D-Day and After
Home Up D-Day and After D-Day & After 83415


D-Day and After on the 83512
In His Own Words, Edward Biernacki, GM 3c

I boarded the 83512 in 1943 at Wheeler Shipyard on Staten Island, NY where it was built. The crew members came from Manhattan Beach Training Station. All the guys had attended a training school. I attended Seamanship school and later Gunners mate school. My rate was Gunner's Mate third class. Our first trip was to the USCG Academy, New London, CT where the boat's compass was calibrated. I recall the weather was cold and the super structure was covered with ice when we reached port.

We then received orders to go to Trinidad. The first night of our trip we tied up at Ocean City, NJ. During the night our Skipper, Donald Banks, received orders to return to Staten Island, NY. There we received orders to deliver our boat to a cargo ship anchored in New York Harbor and then report to Ellis Island Receiving Station for further orders. It was Easter Sunday, 1944, when we boarded the Ellis Island Ferry which took the crew to the liberty ship ELISA WHEELOCK which joined a 72 ship convoy that carried us across the Atlantic to Cardiff ,Wales. Our home port was the English town named Poole located on the English Channel. The Rescue Flotilla One was stationed there. We were one of the 60 boats that comprised the flotilla. We removed all the boat's ordnance except the 20 mm antiaircraft gun in preparation for sea rescue duty. We changed the number of our boat from 83512 to 57. We also stenciled a white four foot star on our deck as all the Allied vessels did which helped the airmen to identify us as friendly.

On June 5, 1944 we were informed by our skipper that the invasion of Normandy was to begin tomorrow, June 6, 1944. Earlier other boats in our flotilla that were scheduled to be in the initial attack left on June 5, to join the invading convoy which was to arrive at the beach just before day break. We left for our assigned station the night of June 6,1944 and arrived in Normandy on June 7, 1944.

We reported to headquarters when we were on station at OMAHA EASY White on June 7,1944, our initial orders were go to a Polish Navy Destroyer that was damaged by a magnetic mine. We were to pick up five dead sailors in weighted canvas body bags and bury them at sea. There was a Polish honor guard that accompanied their dead shipmates. Then we went to a British landing craft and picked up a British chaplain. We then headed for the Atlantic to an area designated on the chart and after an allotted time stopped the boat where the proper ceremony was performed as the crews from both nations remained at attention for each honored hero as he was committed to the deep. We then washed the blood off the fantail and returned our guests to their stations.
On jJune 10, 1944, 83512(57) Pulled a navigator of a B-17 out of the channel.

The fall of 1944 our flotilla was disbanded.

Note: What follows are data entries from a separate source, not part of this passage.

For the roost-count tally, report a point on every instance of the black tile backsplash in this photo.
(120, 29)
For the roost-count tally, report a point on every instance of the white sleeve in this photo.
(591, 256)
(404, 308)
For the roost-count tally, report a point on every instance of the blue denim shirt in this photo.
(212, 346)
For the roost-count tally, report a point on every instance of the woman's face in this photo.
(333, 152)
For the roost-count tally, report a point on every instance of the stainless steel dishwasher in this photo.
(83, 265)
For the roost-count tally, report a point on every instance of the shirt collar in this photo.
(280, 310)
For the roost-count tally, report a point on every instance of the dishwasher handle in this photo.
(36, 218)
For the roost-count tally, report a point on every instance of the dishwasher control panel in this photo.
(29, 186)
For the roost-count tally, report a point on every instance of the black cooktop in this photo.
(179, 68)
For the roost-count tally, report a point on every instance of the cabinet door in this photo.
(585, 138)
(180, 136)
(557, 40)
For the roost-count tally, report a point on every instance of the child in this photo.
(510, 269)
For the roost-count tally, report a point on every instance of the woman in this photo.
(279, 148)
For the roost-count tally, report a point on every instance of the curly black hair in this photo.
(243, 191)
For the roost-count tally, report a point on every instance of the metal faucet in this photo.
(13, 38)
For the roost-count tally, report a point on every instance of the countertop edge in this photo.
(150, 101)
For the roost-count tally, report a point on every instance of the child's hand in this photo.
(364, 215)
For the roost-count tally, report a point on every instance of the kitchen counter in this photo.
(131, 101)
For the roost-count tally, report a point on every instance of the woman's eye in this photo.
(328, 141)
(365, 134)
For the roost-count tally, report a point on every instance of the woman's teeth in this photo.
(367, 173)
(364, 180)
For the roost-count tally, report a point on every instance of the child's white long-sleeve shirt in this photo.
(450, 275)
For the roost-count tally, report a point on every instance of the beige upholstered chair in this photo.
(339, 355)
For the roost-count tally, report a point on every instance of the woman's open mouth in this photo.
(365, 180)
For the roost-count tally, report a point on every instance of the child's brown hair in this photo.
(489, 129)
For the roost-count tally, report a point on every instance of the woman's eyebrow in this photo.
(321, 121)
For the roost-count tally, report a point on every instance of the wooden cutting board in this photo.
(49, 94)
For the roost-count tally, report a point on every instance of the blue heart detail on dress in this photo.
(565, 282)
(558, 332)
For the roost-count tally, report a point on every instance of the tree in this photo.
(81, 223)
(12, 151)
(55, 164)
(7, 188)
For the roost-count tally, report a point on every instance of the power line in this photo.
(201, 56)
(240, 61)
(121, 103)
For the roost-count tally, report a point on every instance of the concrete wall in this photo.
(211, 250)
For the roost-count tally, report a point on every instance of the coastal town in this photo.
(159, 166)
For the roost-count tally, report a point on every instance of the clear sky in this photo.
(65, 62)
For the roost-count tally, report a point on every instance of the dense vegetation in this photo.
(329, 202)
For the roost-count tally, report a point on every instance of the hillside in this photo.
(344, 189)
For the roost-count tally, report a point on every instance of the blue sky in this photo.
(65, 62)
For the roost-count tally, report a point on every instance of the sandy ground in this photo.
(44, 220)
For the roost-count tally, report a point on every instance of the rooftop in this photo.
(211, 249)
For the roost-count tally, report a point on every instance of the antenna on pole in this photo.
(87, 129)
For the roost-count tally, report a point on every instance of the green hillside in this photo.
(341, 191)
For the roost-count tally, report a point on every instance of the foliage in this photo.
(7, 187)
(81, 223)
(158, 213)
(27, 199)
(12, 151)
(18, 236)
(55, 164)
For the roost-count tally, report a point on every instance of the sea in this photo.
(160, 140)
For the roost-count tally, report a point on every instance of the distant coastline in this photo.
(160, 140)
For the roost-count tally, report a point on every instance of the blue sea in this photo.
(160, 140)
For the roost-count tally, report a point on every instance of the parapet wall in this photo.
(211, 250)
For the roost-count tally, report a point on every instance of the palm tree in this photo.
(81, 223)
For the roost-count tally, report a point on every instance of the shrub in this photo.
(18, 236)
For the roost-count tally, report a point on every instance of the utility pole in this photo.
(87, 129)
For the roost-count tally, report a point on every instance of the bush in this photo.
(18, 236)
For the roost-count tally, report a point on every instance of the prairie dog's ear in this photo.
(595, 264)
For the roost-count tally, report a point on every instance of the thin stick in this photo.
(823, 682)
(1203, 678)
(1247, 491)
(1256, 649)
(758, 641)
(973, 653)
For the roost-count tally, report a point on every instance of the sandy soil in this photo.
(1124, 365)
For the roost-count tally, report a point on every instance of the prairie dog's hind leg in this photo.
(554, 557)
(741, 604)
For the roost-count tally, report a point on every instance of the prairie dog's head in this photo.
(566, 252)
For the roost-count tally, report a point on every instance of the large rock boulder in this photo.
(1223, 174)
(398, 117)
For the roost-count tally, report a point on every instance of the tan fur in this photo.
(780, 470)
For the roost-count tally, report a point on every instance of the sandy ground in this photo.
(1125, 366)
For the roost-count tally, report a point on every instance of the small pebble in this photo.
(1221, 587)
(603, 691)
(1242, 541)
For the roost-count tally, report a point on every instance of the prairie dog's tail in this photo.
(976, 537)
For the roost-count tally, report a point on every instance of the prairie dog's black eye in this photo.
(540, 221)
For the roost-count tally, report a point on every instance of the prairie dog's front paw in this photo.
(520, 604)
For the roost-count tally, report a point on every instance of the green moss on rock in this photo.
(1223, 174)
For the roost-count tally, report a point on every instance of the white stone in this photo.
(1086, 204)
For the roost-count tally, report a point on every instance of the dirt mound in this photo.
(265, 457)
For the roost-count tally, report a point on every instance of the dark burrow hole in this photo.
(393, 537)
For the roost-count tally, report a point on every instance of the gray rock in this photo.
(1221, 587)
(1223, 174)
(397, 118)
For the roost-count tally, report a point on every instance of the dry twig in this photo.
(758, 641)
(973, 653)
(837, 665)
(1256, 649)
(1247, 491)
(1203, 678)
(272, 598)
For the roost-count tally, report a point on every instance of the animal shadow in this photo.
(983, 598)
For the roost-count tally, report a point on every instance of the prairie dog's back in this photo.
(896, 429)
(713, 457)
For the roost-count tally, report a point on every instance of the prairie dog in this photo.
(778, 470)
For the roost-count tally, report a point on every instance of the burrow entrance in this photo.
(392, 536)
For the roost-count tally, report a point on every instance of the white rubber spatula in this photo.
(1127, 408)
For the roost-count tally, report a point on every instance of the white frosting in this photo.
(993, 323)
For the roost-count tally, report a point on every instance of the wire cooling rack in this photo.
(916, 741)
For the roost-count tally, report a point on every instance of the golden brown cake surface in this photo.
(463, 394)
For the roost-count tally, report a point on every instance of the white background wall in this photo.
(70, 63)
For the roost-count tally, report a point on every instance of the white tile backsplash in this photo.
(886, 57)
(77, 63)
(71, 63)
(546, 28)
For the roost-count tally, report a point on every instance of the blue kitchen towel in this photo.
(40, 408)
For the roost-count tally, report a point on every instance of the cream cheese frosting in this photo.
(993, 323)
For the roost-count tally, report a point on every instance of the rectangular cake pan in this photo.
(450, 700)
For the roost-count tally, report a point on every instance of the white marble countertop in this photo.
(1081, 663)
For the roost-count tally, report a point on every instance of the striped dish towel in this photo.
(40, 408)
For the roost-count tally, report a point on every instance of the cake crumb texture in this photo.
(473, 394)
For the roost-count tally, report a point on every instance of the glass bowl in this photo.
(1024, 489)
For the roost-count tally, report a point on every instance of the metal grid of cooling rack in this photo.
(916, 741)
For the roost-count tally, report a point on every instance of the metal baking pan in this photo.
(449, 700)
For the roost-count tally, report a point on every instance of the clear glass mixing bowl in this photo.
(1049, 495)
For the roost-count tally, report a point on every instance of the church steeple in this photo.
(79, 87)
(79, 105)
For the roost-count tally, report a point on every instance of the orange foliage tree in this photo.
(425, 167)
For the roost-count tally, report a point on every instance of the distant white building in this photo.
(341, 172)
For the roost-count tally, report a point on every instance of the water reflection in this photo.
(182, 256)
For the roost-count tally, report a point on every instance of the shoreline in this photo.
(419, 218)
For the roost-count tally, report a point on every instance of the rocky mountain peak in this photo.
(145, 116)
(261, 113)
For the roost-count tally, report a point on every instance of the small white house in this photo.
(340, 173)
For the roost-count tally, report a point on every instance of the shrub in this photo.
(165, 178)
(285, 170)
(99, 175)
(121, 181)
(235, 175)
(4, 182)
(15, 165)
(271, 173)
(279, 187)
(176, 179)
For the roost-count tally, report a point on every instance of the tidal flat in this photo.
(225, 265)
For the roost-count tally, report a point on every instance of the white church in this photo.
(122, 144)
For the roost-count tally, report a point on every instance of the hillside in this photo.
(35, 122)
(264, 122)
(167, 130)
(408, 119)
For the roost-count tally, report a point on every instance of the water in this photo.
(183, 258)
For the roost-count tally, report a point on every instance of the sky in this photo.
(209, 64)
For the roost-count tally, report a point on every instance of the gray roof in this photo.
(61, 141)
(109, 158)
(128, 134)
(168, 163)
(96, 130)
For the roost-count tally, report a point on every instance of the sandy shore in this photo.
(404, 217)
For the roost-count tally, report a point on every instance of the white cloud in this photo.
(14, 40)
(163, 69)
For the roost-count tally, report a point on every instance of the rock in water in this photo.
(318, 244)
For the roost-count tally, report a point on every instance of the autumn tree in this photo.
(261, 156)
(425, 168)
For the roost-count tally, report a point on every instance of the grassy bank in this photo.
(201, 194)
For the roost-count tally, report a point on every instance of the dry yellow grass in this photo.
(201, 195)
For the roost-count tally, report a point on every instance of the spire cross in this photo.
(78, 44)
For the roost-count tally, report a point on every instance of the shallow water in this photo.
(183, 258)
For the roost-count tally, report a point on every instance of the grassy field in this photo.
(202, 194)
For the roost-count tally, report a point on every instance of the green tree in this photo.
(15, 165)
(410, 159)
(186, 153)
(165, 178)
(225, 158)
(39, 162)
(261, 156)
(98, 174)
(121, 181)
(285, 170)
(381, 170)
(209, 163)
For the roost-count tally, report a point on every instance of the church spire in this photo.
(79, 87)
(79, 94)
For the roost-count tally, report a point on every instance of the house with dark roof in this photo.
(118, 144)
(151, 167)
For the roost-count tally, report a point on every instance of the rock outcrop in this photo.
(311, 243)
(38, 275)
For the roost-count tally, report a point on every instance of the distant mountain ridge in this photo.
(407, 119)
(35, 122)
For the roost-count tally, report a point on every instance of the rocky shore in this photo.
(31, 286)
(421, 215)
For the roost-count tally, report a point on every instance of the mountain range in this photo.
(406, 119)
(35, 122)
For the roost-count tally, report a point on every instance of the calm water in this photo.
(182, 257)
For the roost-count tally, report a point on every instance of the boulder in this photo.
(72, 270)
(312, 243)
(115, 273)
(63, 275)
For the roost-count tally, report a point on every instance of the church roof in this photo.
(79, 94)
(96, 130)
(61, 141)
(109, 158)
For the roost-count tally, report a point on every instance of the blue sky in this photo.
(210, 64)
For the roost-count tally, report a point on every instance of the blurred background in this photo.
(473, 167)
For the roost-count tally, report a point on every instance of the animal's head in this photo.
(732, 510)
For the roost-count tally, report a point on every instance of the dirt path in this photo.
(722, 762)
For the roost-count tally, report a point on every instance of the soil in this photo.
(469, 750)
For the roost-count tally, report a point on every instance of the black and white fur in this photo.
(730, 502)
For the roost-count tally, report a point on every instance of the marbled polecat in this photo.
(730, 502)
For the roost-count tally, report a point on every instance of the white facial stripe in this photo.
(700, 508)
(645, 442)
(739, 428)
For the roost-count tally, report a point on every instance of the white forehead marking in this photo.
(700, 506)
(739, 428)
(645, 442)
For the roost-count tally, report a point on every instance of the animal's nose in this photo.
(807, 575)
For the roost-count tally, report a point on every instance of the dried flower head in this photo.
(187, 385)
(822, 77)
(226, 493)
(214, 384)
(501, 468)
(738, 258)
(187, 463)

After completing our invasion duties, our skipper was transferred and Harold Russell, Chief Petty Officer, became the new skipper. Russ was a career Coasty while the others were reservists for the duration of the war. Many were requested to remain on the crew by the chief but refused the offer and chose to return to the States. According to naval records the final location of the 83512 is unknown; the 57 and several other 83's were sent to the French ports of Cherbourg and Le Harve to maintain order and continuous communications among the various convoy vessels to ensure the expeditious movement of the most urgent materiel. After these ports were cleaned of mines by the Navies and the ships could enter these ports, our boat was assigned to patrol the Scene River all the way to Paris. We and the other crews received orders to disband and deliver a number of 83 footers to various UK ports for shipment to USA. We returned to Poole by train. Christmas Eve 1944 we left Poole for Southampton where we boarded a Coast Guard personnel carrier USS Richardson along with thousands of GI's.

Back in the USA we found ourselves once again assigned to Ellis Island Receiving Station.

After some R&R we returned to pick up an 83 footer at Pelham Bay in the Bronx, NY and deliver it to the Little Creek Amphibious Base near Norfolk, VA. There we were kept busy by running patrols off the coast of Va. until we were put on trains for California. We were billeted in a former Japanese School house in San Padro, CA until August 1945. When Truman dropped the A-Bomb we were sent home.

PS: Here is an item that may be of interest to the sailors. Bill Lewis, was a MM1/C on our boat. He was a fun guy and a great addition to our crew . He was a real pro at his job. The reason I mention the late Bill Lewis is that he was one of the five survivors of the crew of the USCG Cutter Alexander Hamilton which was the first US military vessel torpedoed and sunk by a German U-Boat during WW II.